At present, demand is only around 40% of the annual generation capacity, said Leghari, the energy minister. But Pakistan must pay for the full capacity, whether or not it is used. And that capacity is due to increase by another third in the next decade, as yet more power plants come online.
Those deals mean that in Pakistan, some of the world’s poorest people are being billed more than what households in far richer countries pay for the same amount of electricity.
Consuming 320 kilowatt-hours of electricity in a month in the eastern city of Lahore—enough to power a couple of fans, a handful of lights and a small fridge—costs a household $60, even at the discounted rate charged to low-volume consumers. Pakistan’s per capita income is $125 a month.
The unaffordable price of power is dramatically reducing demand, as a wave of homes and businesses turn to rooftop solar panels, rein in consumption, or just steal the power, pushing prices higher still for remaining paying consumers. In August, electricity demand was down 17% compared with the same month last year.

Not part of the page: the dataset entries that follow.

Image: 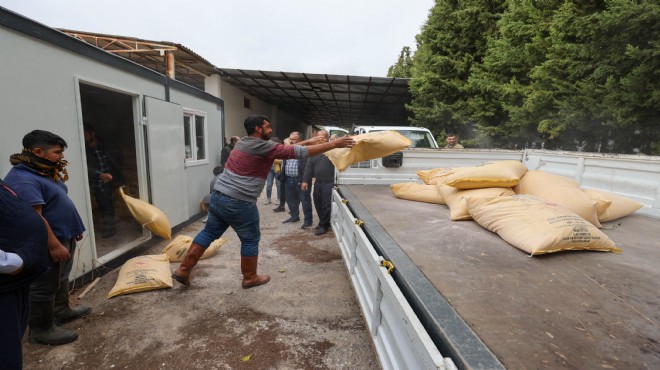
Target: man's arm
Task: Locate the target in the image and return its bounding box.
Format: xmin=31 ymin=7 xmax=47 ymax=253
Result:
xmin=32 ymin=204 xmax=71 ymax=262
xmin=307 ymin=136 xmax=355 ymax=157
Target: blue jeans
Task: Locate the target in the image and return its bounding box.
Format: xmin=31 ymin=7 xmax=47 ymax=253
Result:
xmin=193 ymin=191 xmax=261 ymax=257
xmin=266 ymin=168 xmax=280 ymax=201
xmin=284 ymin=177 xmax=312 ymax=225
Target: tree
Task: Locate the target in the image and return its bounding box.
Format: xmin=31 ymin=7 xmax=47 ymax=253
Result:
xmin=387 ymin=46 xmax=413 ymax=78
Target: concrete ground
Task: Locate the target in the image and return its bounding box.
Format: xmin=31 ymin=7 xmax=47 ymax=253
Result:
xmin=23 ymin=194 xmax=379 ymax=369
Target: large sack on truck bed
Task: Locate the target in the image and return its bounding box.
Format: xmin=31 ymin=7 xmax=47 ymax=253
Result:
xmin=416 ymin=167 xmax=462 ymax=185
xmin=513 ymin=170 xmax=603 ymax=227
xmin=582 ymin=189 xmax=644 ymax=222
xmin=107 ymin=254 xmax=173 ymax=298
xmin=161 ymin=235 xmax=227 ymax=262
xmin=445 ymin=160 xmax=527 ymax=189
xmin=437 ymin=184 xmax=515 ymax=221
xmin=390 ymin=182 xmax=445 ymax=204
xmin=466 ymin=195 xmax=621 ymax=255
xmin=325 ymin=131 xmax=412 ymax=171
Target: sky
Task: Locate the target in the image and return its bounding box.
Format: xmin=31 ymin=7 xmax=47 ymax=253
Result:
xmin=0 ymin=0 xmax=434 ymax=77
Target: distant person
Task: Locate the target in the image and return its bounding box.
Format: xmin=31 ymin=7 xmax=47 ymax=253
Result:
xmin=172 ymin=115 xmax=354 ymax=289
xmin=0 ymin=179 xmax=50 ymax=370
xmin=5 ymin=130 xmax=92 ymax=345
xmin=301 ymin=130 xmax=335 ymax=235
xmin=445 ymin=133 xmax=465 ymax=149
xmin=83 ymin=125 xmax=125 ymax=238
xmin=220 ymin=136 xmax=241 ymax=169
xmin=282 ymin=131 xmax=313 ymax=229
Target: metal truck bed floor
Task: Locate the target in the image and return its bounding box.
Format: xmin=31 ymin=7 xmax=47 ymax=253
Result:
xmin=347 ymin=185 xmax=660 ymax=369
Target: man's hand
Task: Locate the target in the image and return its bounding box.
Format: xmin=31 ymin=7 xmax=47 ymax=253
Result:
xmin=331 ymin=136 xmax=355 ymax=148
xmin=48 ymin=244 xmax=71 ymax=262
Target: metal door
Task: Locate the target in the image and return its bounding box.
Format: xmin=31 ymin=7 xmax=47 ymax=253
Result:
xmin=144 ymin=96 xmax=188 ymax=226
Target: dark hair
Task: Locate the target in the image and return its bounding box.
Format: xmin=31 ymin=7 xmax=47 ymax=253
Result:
xmin=23 ymin=130 xmax=67 ymax=150
xmin=243 ymin=114 xmax=270 ymax=135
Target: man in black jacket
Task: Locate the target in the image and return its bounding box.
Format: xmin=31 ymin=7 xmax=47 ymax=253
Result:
xmin=0 ymin=180 xmax=50 ymax=370
xmin=301 ymin=130 xmax=335 ymax=235
xmin=84 ymin=125 xmax=124 ymax=238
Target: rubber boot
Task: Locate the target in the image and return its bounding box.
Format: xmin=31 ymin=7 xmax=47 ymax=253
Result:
xmin=241 ymin=256 xmax=270 ymax=289
xmin=28 ymin=301 xmax=78 ymax=346
xmin=55 ymin=279 xmax=92 ymax=325
xmin=172 ymin=243 xmax=206 ymax=286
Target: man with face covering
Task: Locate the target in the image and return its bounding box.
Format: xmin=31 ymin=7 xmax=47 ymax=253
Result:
xmin=172 ymin=115 xmax=354 ymax=288
xmin=5 ymin=130 xmax=92 ymax=345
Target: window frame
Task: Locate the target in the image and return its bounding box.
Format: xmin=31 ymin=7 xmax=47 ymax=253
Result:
xmin=183 ymin=108 xmax=209 ymax=166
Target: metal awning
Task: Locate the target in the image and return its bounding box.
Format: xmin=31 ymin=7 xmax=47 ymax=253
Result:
xmin=58 ymin=29 xmax=411 ymax=128
xmin=218 ymin=68 xmax=411 ymax=127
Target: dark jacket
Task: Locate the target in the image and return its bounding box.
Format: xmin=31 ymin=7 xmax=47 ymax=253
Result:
xmin=0 ymin=181 xmax=50 ymax=293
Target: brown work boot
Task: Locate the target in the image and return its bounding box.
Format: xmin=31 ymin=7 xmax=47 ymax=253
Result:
xmin=172 ymin=243 xmax=206 ymax=286
xmin=241 ymin=256 xmax=270 ymax=289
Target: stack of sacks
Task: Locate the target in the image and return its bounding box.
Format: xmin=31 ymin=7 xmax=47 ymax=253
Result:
xmin=325 ymin=131 xmax=412 ymax=171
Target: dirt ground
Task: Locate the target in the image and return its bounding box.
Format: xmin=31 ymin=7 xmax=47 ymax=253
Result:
xmin=23 ymin=195 xmax=379 ymax=369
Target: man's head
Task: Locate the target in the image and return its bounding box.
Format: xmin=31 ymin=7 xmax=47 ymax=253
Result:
xmin=316 ymin=130 xmax=329 ymax=143
xmin=447 ymin=133 xmax=458 ymax=146
xmin=289 ymin=131 xmax=302 ymax=145
xmin=23 ymin=130 xmax=67 ymax=162
xmin=243 ymin=114 xmax=273 ymax=140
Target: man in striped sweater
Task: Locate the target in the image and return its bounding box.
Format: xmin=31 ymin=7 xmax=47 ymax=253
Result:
xmin=172 ymin=115 xmax=355 ymax=288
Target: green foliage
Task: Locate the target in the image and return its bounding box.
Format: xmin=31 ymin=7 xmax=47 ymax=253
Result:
xmin=387 ymin=46 xmax=413 ymax=78
xmin=402 ymin=0 xmax=660 ymax=154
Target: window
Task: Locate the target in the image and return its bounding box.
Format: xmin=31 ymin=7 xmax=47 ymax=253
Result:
xmin=183 ymin=110 xmax=208 ymax=164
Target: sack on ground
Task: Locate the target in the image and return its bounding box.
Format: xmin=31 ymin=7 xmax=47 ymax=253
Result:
xmin=161 ymin=235 xmax=227 ymax=262
xmin=390 ymin=182 xmax=445 ymax=204
xmin=445 ymin=160 xmax=527 ymax=189
xmin=107 ymin=254 xmax=173 ymax=298
xmin=417 ymin=167 xmax=462 ymax=185
xmin=325 ymin=131 xmax=412 ymax=171
xmin=582 ymin=189 xmax=644 ymax=222
xmin=119 ymin=188 xmax=172 ymax=239
xmin=436 ymin=184 xmax=515 ymax=221
xmin=513 ymin=170 xmax=600 ymax=227
xmin=466 ymin=195 xmax=621 ymax=255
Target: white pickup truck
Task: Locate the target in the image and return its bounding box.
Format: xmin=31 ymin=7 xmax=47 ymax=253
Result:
xmin=332 ymin=149 xmax=660 ymax=369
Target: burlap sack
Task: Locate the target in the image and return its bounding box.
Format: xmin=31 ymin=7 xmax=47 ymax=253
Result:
xmin=466 ymin=195 xmax=621 ymax=255
xmin=436 ymin=184 xmax=515 ymax=221
xmin=513 ymin=170 xmax=600 ymax=227
xmin=417 ymin=167 xmax=462 ymax=185
xmin=325 ymin=131 xmax=412 ymax=171
xmin=390 ymin=182 xmax=445 ymax=204
xmin=161 ymin=235 xmax=227 ymax=262
xmin=119 ymin=188 xmax=172 ymax=239
xmin=107 ymin=254 xmax=172 ymax=298
xmin=582 ymin=189 xmax=644 ymax=222
xmin=445 ymin=160 xmax=527 ymax=189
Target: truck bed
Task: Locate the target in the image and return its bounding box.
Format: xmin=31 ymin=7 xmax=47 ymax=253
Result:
xmin=345 ymin=185 xmax=660 ymax=369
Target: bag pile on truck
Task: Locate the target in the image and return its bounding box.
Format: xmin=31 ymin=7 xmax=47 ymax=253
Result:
xmin=391 ymin=160 xmax=642 ymax=255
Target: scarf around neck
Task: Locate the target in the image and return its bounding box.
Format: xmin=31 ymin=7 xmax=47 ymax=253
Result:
xmin=9 ymin=148 xmax=69 ymax=182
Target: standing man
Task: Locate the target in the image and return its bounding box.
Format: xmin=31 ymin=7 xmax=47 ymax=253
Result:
xmin=5 ymin=130 xmax=92 ymax=345
xmin=83 ymin=125 xmax=124 ymax=238
xmin=445 ymin=133 xmax=465 ymax=149
xmin=282 ymin=131 xmax=313 ymax=229
xmin=172 ymin=115 xmax=354 ymax=288
xmin=301 ymin=130 xmax=335 ymax=235
xmin=0 ymin=180 xmax=50 ymax=370
xmin=220 ymin=136 xmax=241 ymax=169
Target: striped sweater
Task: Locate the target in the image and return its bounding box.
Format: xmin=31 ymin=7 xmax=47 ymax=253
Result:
xmin=213 ymin=136 xmax=309 ymax=203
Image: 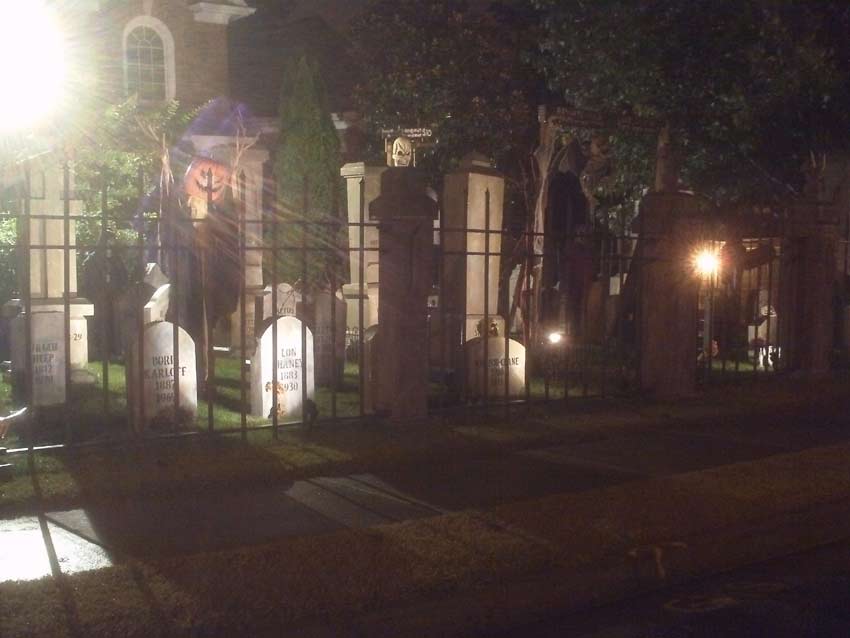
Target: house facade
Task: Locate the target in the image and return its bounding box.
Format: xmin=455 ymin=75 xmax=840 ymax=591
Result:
xmin=95 ymin=0 xmax=255 ymax=107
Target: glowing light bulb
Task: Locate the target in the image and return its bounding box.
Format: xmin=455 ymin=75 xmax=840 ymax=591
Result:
xmin=693 ymin=248 xmax=720 ymax=278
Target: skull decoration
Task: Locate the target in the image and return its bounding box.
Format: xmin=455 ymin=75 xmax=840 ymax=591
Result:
xmin=392 ymin=137 xmax=413 ymax=166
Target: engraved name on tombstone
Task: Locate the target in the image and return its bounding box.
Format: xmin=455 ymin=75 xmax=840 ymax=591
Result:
xmin=251 ymin=317 xmax=316 ymax=423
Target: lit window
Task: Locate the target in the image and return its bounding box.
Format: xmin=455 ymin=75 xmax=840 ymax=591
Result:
xmin=125 ymin=26 xmax=167 ymax=102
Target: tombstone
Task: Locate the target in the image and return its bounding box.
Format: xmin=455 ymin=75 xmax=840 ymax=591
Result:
xmin=441 ymin=153 xmax=505 ymax=380
xmin=263 ymin=283 xmax=302 ymax=319
xmin=145 ymin=284 xmax=171 ymax=324
xmin=251 ymin=317 xmax=316 ymax=423
xmin=360 ymin=326 xmax=379 ymax=414
xmin=312 ymin=291 xmax=346 ymax=386
xmin=3 ymin=154 xmax=94 ymax=383
xmin=370 ymin=167 xmax=437 ymax=421
xmin=11 ymin=312 xmax=67 ymax=407
xmin=127 ymin=321 xmax=198 ymax=432
xmin=464 ymin=337 xmax=525 ymax=400
xmin=340 ymin=162 xmax=387 ymax=331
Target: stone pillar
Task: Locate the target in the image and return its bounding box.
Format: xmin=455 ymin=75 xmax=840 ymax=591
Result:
xmin=636 ymin=193 xmax=705 ymax=398
xmin=369 ymin=167 xmax=437 ymax=420
xmin=778 ymin=203 xmax=839 ymax=375
xmin=440 ymin=153 xmax=505 ymax=369
xmin=340 ymin=162 xmax=387 ymax=330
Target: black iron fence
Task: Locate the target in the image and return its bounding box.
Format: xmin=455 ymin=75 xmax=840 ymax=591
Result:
xmin=0 ymin=165 xmax=820 ymax=456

“We’ve never seen a utility death spiral before,” said Jenny Chase, a solar analyst at BloombergNEF, which researches renewable energy.
Pakistan is in arrears to Chinese companies with more than $1 billion worth of unpaid power bills, as well as some $15 billion in debt for the building of the Belt and Road power plants, with a further $9 billion for two Chinese-built nuclear plants. According to a tally by researchers at William & Mary, Pakistan has received $70 billion financing from China since 2000, making it the third biggest recipient.
Islamabad is now urgently seeking to renegotiate the terms of long-term contracts it drew up with both private domestic operators and the Chinese power plants. The aim is to cut bills by up to a fifth.
But providing debt relief in Pakistan could lead other nations that owe Beijing to seek similar concessions.
China’s Foreign Ministry said that its power infrastructure in Pakistan “adheres to the principle of extensive consultation, joint contribution and shared benefits, and follows market laws and business rules.”
With Pakistan dependent on bailouts from the IMF, Islamabad finds itself caught between the U.S., which wants to ensure that the Washington-based lender’s loans aren’t being used to pay off Beijing, and China, which fears that the global financial architecture is being turned against it. The most recent IMF bailouts have required hefty increases in electricity rates, leading tariffs to triple or even quadruple for many users compared with six years ago.
Islamabad has proposed a three-year moratorium on debt payments to China, followed by a five-year extension to loans’ maturity. Pakistan is also asking China to convert two big power plants it built from running on imported coal to the lower-quality and cheaper domestic coal. China hasn’t responded publicly to the proposals.
Pakistani officials say the talks have been delayed by continued attacks on Chinese personnel in the country. Islamic jihadists and separatists in Pakistan have attacked Chinese workers whom they see as closely allied to the Islamabad government.
Five Chinese construction workers at a hydropower project were killed in a bombing in March, and a suicide bombing killed two Chinese men employed at a power plant in Karachi in October. Beijing is now pushing to have its own security personnel on the ground in Pakistan.
In unusual language for a Chinese diplomat speaking about an ally, Jiang Zaidong, the ambassador in Islamabad, in October called the attacks “unacceptable.”
“Without a safe and sound environment, nothing can be achieved,” Jiang said.